There are approximately 480 cities and towns in California.  If under the Federal court order, the CDCR is compelled to release 40,000 inmates on parole within two years, then wouldn’t it be more rational to distribute them evenly across the state?  Given those figures, that would amount to 83 inmates per city.  That would put less strain on large cities while at the same time preventing an increase in the concentration in cities with high rates of violent crimes.

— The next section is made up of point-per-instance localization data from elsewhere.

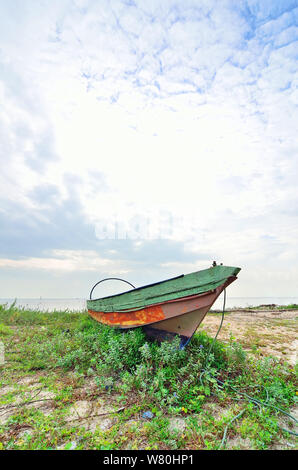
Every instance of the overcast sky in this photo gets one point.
(145, 139)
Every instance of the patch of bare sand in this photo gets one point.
(91, 414)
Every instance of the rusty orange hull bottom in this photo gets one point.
(163, 321)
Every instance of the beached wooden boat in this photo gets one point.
(164, 309)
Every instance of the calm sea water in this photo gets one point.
(77, 305)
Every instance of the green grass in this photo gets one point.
(61, 351)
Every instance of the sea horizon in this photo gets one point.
(79, 304)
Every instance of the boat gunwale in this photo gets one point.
(187, 297)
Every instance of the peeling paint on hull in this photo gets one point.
(175, 317)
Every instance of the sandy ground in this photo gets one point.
(268, 332)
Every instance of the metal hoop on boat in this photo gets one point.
(110, 279)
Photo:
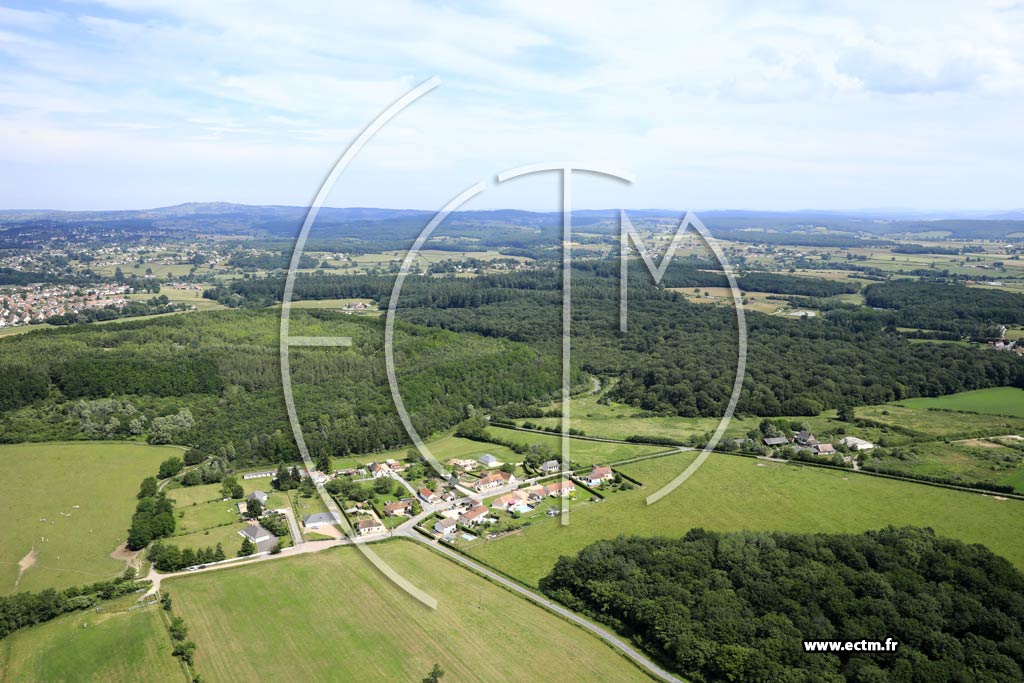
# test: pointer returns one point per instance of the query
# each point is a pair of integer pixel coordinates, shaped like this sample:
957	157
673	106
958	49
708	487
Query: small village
482	498
34	304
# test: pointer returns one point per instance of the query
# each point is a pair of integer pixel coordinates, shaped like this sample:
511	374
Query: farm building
256	534
445	525
257	496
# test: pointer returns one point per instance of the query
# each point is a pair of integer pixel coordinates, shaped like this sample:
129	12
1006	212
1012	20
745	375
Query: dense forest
736	606
679	358
212	380
946	307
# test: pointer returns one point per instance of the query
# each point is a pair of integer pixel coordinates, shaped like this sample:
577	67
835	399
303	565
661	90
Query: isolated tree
170	467
147	487
254	509
435	675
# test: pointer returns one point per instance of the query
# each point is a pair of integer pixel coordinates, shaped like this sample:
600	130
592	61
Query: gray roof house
318	519
806	438
257	496
256	534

Can we tell prison inmates that they cannot parole to high population density areas?  Absolutely and categorically, ‘yes we can’.  The CDCR must balance its interests in meeting judicial sentencing requirements and Federal court orders against the interests that inner-city communities have in preserving their traditional integrity.

I have argued that such a pattern of parole has effected a massive cultural transplantation in the city of Oakland. It is impossible for cities like Oakland to avoid taking on the characteristics of a prison yard culture over time given the illogical policies of the CDCR. Fault for such a cultural transplantation cannot be found with mayor Quan nor any other mayor, for this has been a persistent pattern for over thirty-seven years and has grown under the tenure of every mayor during that period.

My criticism is that there is fault to be shared with criminals. The CDCR lacks rational creativity; its administrators continue to roll the same old parole policy ball down the court even though that ball is flat. But why continue a policy that is so destructive to local communities? I posit that most of the administrators of the CDCR graduate from the lower ranks of the correctional officers and so they inherit the same policy ball and do not question the direction in which they are rolling it. However, if we assume that some do see the illogic of CDCR policies yet persist in the application of them then the real motive is to make the African America neighborhoods de-facto concentration camps under the guise of  ‘reentry’ back into the community.